È così che gli amici storici divengono deleterei, divengono involontariamente demolitori: delle vere e proprie zavorre. Se io in passato ero bravo a suonare la chitarra e oggi, magari, abbia sviluppato qualche altra abilità, perfino più notevole, e andassi da loro a chiedere un parere su di un progetto specifico o checché sia, è molto probabile che da loro, al posto che incoraggiamenti, provengano parole involontarie di sconforto, come il fatto che non possa riuscirci perché, nella loro visione di me, io non sia adatto, abituato, formato per quella cosa lì. Così, accade che il loro reciproco dare per scontato di conoscersi diviene quanto di più atroce vi sia per l’amicizia. 

D’altro canto, molte persone conosciute negli anni successivi, tra università, lavoro, viaggi e via dicendo, sono invece i nostri amici, seppure non ci piaccia ammetterlo. Non ci piace perché non sono storici e, se queste considerazioni intrattengano un qualche legame con la plausibilità, anche qui tendiamo a pensare di non poter essere considerati così tanto amici da parte loro, avendo anch’essi, da un’altra parte, degli amici storici. 

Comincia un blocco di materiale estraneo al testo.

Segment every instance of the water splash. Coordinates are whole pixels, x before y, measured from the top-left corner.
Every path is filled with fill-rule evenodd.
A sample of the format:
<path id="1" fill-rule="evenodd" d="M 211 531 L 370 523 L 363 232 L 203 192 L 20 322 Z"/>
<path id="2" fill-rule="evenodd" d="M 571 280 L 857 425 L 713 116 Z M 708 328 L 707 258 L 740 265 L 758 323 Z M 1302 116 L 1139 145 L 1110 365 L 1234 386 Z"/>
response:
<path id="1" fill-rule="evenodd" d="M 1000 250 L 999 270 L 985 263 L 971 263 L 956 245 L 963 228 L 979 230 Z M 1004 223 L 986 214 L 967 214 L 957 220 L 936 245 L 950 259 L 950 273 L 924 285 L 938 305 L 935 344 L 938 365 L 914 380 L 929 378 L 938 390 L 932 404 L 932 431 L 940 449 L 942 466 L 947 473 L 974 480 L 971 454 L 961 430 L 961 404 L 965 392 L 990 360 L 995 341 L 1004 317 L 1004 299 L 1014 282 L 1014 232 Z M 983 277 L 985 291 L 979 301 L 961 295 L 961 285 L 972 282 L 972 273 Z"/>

Loro, però, conoscono un noi più recente. A loro ci siamo raccontati e spiegati in un momento più vicino al presente: conoscono i nostri gusti, i nostri pensieri, i nostri sentimenti, i nostri traumi restituiteci dal tempo, pure da quel tempo che si è dispiegato dopo gli anni trascorsi con gli amici storici, che questi ultimi, per il non averci mai più chiesto di noi, sconoscono. Conoscono un sacco di cose sul nostro conto: un sacco di cose che i nostri amici storici, invece, non sanno. Gli amici storici, così, dovrebbero darsi del “lei”, non conoscendosi affatto tanto a fondo quanto ritengono.

Sia chiaro, io amo i miei amici storici: o meglio, li amo se presi individualmente, ma ammetto di odiarli in gruppo.

Questa mia riflessione, quindi, non vuole intendere che essi siano da ripudiare. Semmai, è da ripudiare tutto ciò che non mettiamo in dubbio, insieme a tutti coloro i quali non mettano in dubbio le cose. E poi, purtroppo, non siamo capaci di scegliere a chi voler bene, o chi amare. Ma dovremmo essere capaci, sforzandoci, di comprendere certe dinamiche, scindendo sempre ciò che desideriamo col cuore da ciò che la realtà ci presenta. 

Un po’ come avrebbe dovuto fare la Murgia con la queer family e il suo cristianesimo. Ma questa è un’altra storia.